Provincial waste reduction organizations support Canadian plan to reduce plastic waste
Organizations in BC, Alberta, Saskatchewan and Ontario emphasize need for urgent action
Four of Canada's major provincial waste reduction and recycling organizations (Recycling Council of BC, Recycling Council of Alberta, Saskatchewan Waste Reduction Council and Recycling Council of Ontario) have announced their official support for the Government of Canada's announcement regarding plans to reduce Canada's plastic waste, support innovation, and promote the use of affordable and safe alternatives.
Specifically, the organizations have jointly stated: "We agree with initiatives to ban single-use plastics (such as plastic bags, straws, cutlery, plates, and stir sticks) as early as 2021. We keenly await further details on what materials will be included and how these bans will be introduced and enforced. We note that this approach seems to mirror the approach taken by the EU in its Single-Use Plastics Directive.
"We are pleased to see that these initiatives will be supported by scientific evidence. This provides an opportunity to work towards a circular economy model through research regarding best practices and innovation. At the same time, we want to ensure that this is not used as an excuse to delay necessary action. The elimination of unnecessary single-use plastics is well grounded in reality, and should be advanced as soon as possible.
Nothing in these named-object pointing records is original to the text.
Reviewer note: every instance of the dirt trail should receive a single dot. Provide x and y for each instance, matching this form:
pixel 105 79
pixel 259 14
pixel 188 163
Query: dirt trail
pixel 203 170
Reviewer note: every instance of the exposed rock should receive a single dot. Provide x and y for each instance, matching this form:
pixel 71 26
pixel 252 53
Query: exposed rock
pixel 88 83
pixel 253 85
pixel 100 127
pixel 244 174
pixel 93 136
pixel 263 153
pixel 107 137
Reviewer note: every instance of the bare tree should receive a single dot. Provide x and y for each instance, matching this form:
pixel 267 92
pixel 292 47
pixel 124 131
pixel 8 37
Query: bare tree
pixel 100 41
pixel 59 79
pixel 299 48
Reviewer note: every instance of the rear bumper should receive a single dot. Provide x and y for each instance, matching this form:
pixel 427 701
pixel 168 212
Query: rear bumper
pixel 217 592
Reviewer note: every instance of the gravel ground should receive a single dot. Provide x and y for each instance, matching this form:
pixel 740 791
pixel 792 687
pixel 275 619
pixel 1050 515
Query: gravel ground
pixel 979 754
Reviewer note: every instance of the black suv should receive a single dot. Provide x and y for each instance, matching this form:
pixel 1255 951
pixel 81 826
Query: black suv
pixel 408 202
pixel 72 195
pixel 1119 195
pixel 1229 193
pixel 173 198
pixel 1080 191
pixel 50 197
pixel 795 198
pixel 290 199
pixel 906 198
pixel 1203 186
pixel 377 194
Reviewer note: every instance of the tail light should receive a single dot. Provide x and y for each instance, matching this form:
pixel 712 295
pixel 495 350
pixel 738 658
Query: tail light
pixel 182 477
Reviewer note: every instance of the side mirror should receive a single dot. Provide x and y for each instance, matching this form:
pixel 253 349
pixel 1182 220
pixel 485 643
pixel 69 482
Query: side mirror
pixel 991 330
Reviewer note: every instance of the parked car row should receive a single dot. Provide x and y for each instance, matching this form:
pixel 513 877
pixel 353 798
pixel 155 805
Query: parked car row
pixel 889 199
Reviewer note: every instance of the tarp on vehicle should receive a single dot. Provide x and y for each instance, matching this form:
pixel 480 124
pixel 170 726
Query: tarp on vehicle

"We urge the government to also adopt approaches similar to the EU's in setting design requirements and aggressive diversion targets for remaining plastics."
The organizations also stated that Canada's new policy is consistent with the stated approach to work with provinces and territories to introduce standards and targets for companies that manufacture plastic products or sell items with plastic packaging so they become responsible for their plastic waste.
Current EPR policies and programs across Canada have different scopes, financial models, performance definitions, and approaches to enforcement and compliance. The introduction of national standards could be the catalyst to create harmonized frameworks, facilitate consistent data collection, and set national targets for plastics waste recycling.